Perceptions of research conducted during the 2014-15 Ebola crisis
Grant awarded: £169,825
Lead organisation: McMaster University, Humanitarian Health Ethics Research Group
Project length: 2016-2018
Study locations: West Africa: Guinea, Liberia, Sierra Leone
Principal Investigator: Elysée Nouvet, PhD
Lisa Schwartz, PhD
To what extent were WHO and international research ethics guidelines lived as feasible, sufficient, or best practice within culturally and otherwise diverse national and sub-national West African contexts during the West Africa Ebola crisis? This qualitative study explores what upholding, or trying to uphold, standards of ethical research actually meant and looked like during the Ebola outbreak, in the eyes of those directly involved in this research or its oversight.
Specifically, our goals are:
(i) To deepen understanding of challenges of ensuring the ethical conduct of research during public health emergencies, with particular attention to the rolling out of clinical trials
(ii) To learn how Ebola quarantine and isolation disease control measures, such as voluntary consent, interacted with ethical standards of research interventions in Sierra Leone, Guinea, and Liberia
(iii) To add evidence to existing recommendations for the ethical conduct of research in public health emergencies
Progress and outcomes achieved:
This study is designed and positioned to inform contextually-sensitive guidance, oversight, and preparedness for the ethical conduct of research in future humanitarian crisis settings.

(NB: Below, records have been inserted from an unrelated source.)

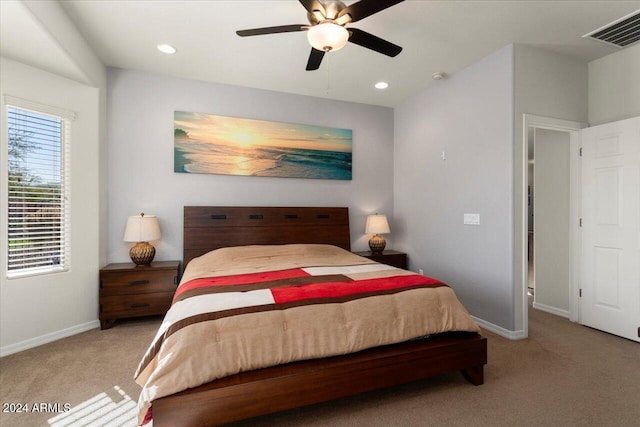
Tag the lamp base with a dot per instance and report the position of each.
(142, 253)
(377, 244)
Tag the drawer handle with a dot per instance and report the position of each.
(139, 282)
(139, 305)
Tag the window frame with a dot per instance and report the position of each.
(66, 118)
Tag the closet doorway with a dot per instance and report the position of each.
(550, 213)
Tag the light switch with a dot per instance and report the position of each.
(472, 219)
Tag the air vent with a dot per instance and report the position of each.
(621, 33)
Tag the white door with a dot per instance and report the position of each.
(611, 228)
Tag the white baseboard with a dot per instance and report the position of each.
(552, 310)
(47, 338)
(499, 330)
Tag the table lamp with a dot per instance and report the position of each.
(141, 229)
(377, 225)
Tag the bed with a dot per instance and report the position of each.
(254, 392)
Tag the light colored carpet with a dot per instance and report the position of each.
(563, 375)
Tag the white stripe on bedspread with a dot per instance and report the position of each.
(347, 269)
(214, 302)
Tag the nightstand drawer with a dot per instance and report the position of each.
(143, 282)
(393, 258)
(130, 291)
(135, 305)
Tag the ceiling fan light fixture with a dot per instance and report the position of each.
(327, 36)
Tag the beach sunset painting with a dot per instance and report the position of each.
(206, 143)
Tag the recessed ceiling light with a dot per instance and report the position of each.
(167, 48)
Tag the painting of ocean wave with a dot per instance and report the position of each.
(206, 143)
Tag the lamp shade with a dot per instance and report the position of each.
(142, 228)
(377, 224)
(327, 36)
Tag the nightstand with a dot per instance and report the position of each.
(130, 291)
(393, 258)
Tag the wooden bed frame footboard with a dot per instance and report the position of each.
(269, 390)
(264, 391)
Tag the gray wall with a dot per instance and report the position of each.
(475, 116)
(469, 117)
(140, 149)
(546, 84)
(614, 86)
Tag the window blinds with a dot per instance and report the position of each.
(38, 208)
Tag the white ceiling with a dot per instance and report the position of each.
(436, 36)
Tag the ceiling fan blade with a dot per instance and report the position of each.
(364, 39)
(313, 5)
(315, 58)
(364, 8)
(271, 30)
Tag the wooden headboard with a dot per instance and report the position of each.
(211, 227)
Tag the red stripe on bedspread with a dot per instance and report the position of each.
(240, 279)
(340, 289)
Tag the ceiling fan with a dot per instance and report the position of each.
(326, 31)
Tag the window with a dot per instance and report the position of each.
(37, 189)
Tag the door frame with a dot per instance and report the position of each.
(531, 121)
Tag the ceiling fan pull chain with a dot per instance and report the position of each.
(328, 62)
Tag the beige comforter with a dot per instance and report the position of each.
(272, 314)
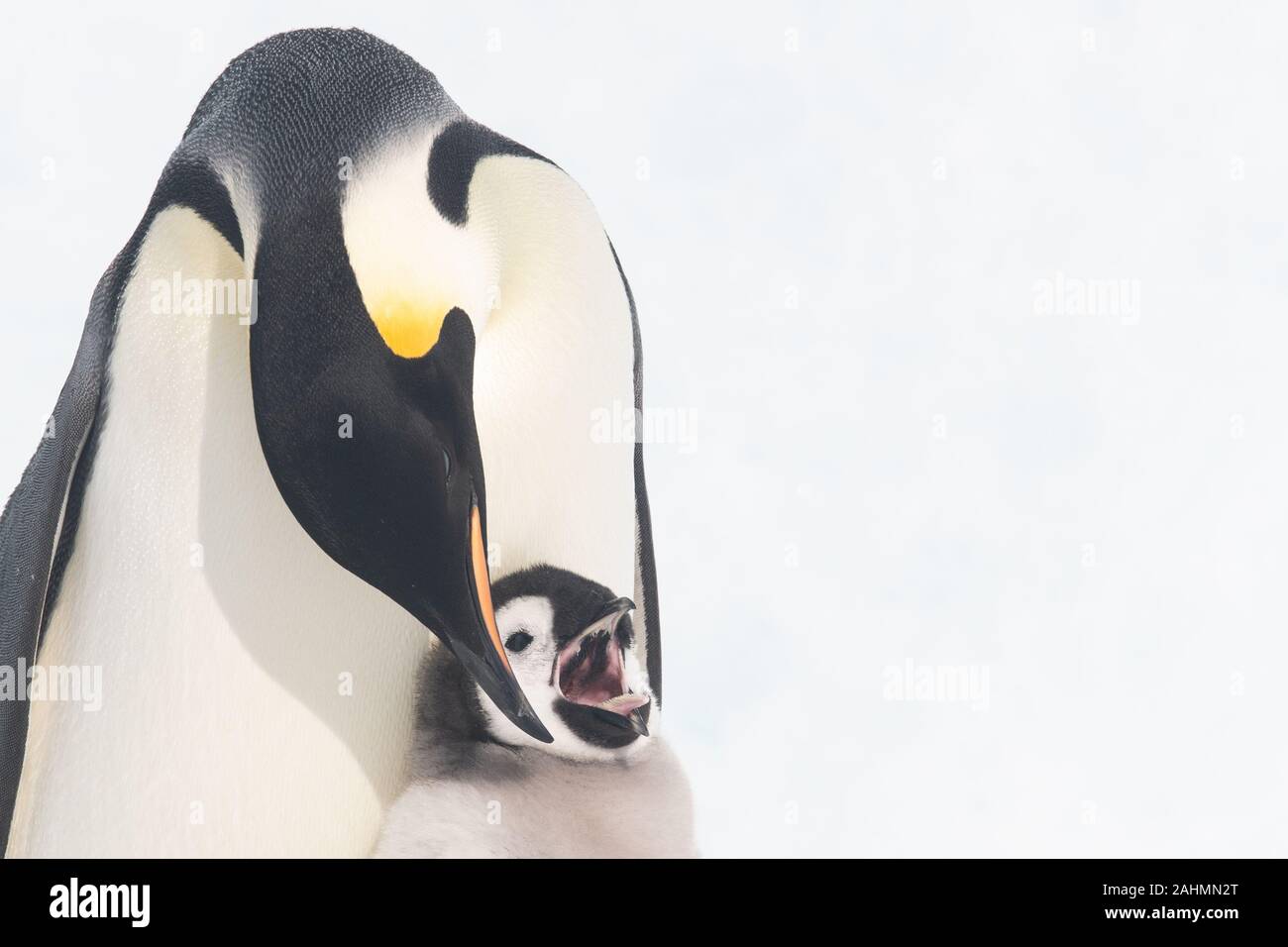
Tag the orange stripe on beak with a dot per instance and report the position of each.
(483, 585)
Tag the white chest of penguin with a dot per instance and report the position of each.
(257, 698)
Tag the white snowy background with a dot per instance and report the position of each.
(842, 224)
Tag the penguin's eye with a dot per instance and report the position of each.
(518, 642)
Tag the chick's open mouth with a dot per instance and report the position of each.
(590, 672)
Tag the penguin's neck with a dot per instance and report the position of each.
(257, 697)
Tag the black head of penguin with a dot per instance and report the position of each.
(377, 457)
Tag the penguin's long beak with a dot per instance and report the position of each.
(398, 496)
(488, 664)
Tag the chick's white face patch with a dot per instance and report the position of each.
(411, 264)
(527, 629)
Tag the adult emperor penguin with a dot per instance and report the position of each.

By clarifying the complexities and challenges of conducting research in distinct African humanitarian crisis settings, and including the perspective of patient/participants and their families, this study will make a substantial contribution to the evidence-base currently informing disaster and public health emergency research ethics. Findings of this study will be made accessible to a broad academic and non-academic audience, and will include articles, policy recommendations, case studies in French and English.